Machine Learning (Prediction)

What’s machine learning?

  • modeling to make predictions or find patterns in data
  • often without explicit hypotheses
  • a flexible pattern-matcher looking for useful relationships in data
  • models learn patterns and relationships within the data
  • usually needs large amounts of data to train effective models

What’s machine learning?

  • less concerned with whether the data represents a random sample from a population
  • focus on predictive accuracy and generalization performance
  • interested in how well the model performs on new data

Scikit-learn

  • often shortened to sklearn
  • open-source machine learning library

Scikit-learn

  • This package includes:
    • Supervised Learning Algorithms: Linear Regression, Random Forests, Support Vector Machines (SVM), and Neural Networks
    • Unsupervised Learning Clustering Algorithms: K-means, PCA
    • Model Selection Tools: cross-validation, parameter tuning, and metrics evaluation
    • Data Preprocessing Tools: scalers, encoders, and feature selection

Train-Test

Since the focus of machine learning is on model performance, we worry more about overfitting – we (validate and) test data that was not used in building the models (training)

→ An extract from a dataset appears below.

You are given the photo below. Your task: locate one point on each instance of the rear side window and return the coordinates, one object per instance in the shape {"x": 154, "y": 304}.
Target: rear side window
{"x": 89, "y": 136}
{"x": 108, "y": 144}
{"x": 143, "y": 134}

Testing (and validation) helps to assess how well the model generalizes to new, unseen data.

Train-Test

  • Training Set:
    • used to train the machine learning model
    • most of the data (70% to 80%, usually)
  • Testing Set:
    • used to evaluate the model’s performance
    • smaller portion of the data that the model has not seen during training.

Measuring Performance

Regression vs. Classification – different types of measures

Let’s start with regression:

  • Mean Square Error (MSE):average of the squared differences between predicted and actual values

  • Square Root of MSE (RMSE): makes the error values more interpretable as they are in the same units as the target variable

  • R-squared (R2 or \(R^2\)): the proportion of variance in the dependent variable explained by the model – ranges from 0 to 1, where 1 indicates a perfect fit.